Challenges in implementing sustainable technologies and collaboration
- Challenges to implementing sustainable technologies in baggage handling systems, including the cost and complexity of the technologies.
- Importance of collaboration between airport operators and technology providers in implementing sustainable technologies in baggage handling systems.
· Anticipated impacts of sustainable technologies on airport operations and the environment.
In today's world, where sustainability and environmental awareness play an increasingly important role, companies are faced with the challenge of designing their technological infrastructures in a more environmentally friendly and sustainable way. This also applies to baggage handling systems in airports, which play a crucial role in the smooth running of flight operations. The installation of efficient and sustainable solutions is accordingly obvious. What sounds simple and logical, however, turns out to be much more difficult than previously assumed upon closer inspection.
The efficiency of a system is determined by the individual efficiencies of the respective interconnected and networked components, which conversely means that the improvement of an individual component has less effect on the overall system than the large advertised increase in the individual component would suggest. It is therefore essential in complex plants to obtain data transparency about the motion sequences and the energy flow, because this is the only way to achieve targeted optimizations with sustainable technologies, and not just supposed improvements through individual measures. In this context, there is often talk about the acquisition of data from sensors that are inserted externally into the system, but the high-resolution acquisition of the motor current, which on closer inspection is the component that turns electrical current into a mechanical movement transformation, has proven to be by far the most useful data source.
The latest generations of frequency inverters, such as Lenze's latest i500motec decentralized inverter, already provide high-resolution information about energy consumption and its energy recovery. With algorithms based on artificial intelligence, this data can detect even the smallest anomalies from highly complex data, and would thus be useful for increasing the availability of the baggage handling system. The challenge here, however, is that the industry, in comparison with the automotive industry, is primarily passive towards the latest technologies, and is reluctant to embrace technologies that are not fully developed. This is also a problem insofar as the innovation cycles and development times are generally becoming shorter and shorter, which can be excellently derived from the market entries of the VW Golf. While the product life cycle was 9 years immediately after the market launch of the Golf I, this has now been reduced to less than 4 years for the Golf VIII.

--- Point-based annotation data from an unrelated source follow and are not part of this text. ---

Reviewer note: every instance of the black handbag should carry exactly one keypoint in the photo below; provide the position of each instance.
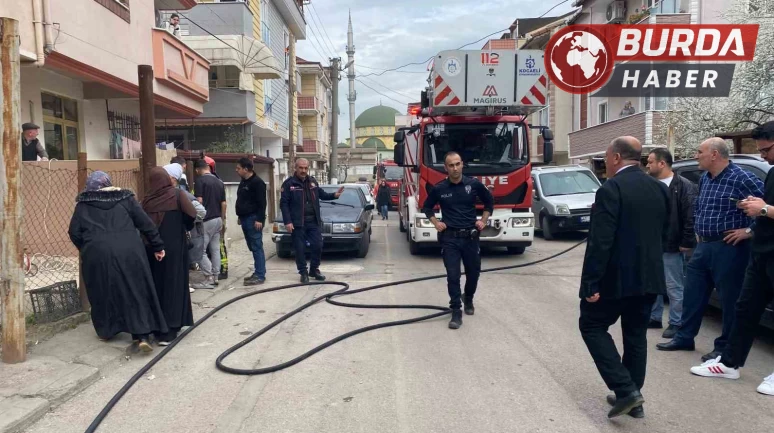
(188, 242)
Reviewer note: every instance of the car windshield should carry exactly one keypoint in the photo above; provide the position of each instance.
(393, 172)
(479, 144)
(567, 182)
(348, 197)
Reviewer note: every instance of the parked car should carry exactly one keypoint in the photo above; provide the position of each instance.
(367, 192)
(689, 169)
(562, 198)
(346, 224)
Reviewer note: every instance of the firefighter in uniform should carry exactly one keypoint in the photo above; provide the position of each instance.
(459, 232)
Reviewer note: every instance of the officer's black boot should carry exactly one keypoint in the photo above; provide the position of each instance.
(468, 303)
(315, 273)
(456, 320)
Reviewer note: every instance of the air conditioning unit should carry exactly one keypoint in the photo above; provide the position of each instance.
(616, 12)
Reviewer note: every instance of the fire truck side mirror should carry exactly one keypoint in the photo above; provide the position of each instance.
(548, 145)
(398, 153)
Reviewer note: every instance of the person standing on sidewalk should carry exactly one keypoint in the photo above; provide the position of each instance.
(459, 231)
(300, 204)
(383, 199)
(211, 192)
(173, 215)
(723, 245)
(251, 211)
(758, 287)
(680, 238)
(623, 272)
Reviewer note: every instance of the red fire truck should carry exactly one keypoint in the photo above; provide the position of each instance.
(477, 105)
(390, 172)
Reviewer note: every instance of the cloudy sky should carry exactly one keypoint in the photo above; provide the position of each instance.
(392, 33)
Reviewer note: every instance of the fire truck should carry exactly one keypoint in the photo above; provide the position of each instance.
(477, 104)
(390, 172)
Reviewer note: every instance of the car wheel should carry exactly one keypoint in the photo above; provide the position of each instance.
(283, 253)
(546, 227)
(413, 247)
(362, 250)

The implementation of sustainable technologies in baggage handling systems is undoubtedly a major challenge. A comprehensive analysis of various aspects, from the energy efficiency of the equipment components, the selection of materials with a view to their contribution to the closed-loop economy, their cost and cost-effectiveness over their life cycle, to the integration of the latest technologies, is clearly a complex challenge. Nevertheless, sustainable technologies offer the opportunity to reduce the impact on the environment and contribute to a sustainable aviation industry in the long term.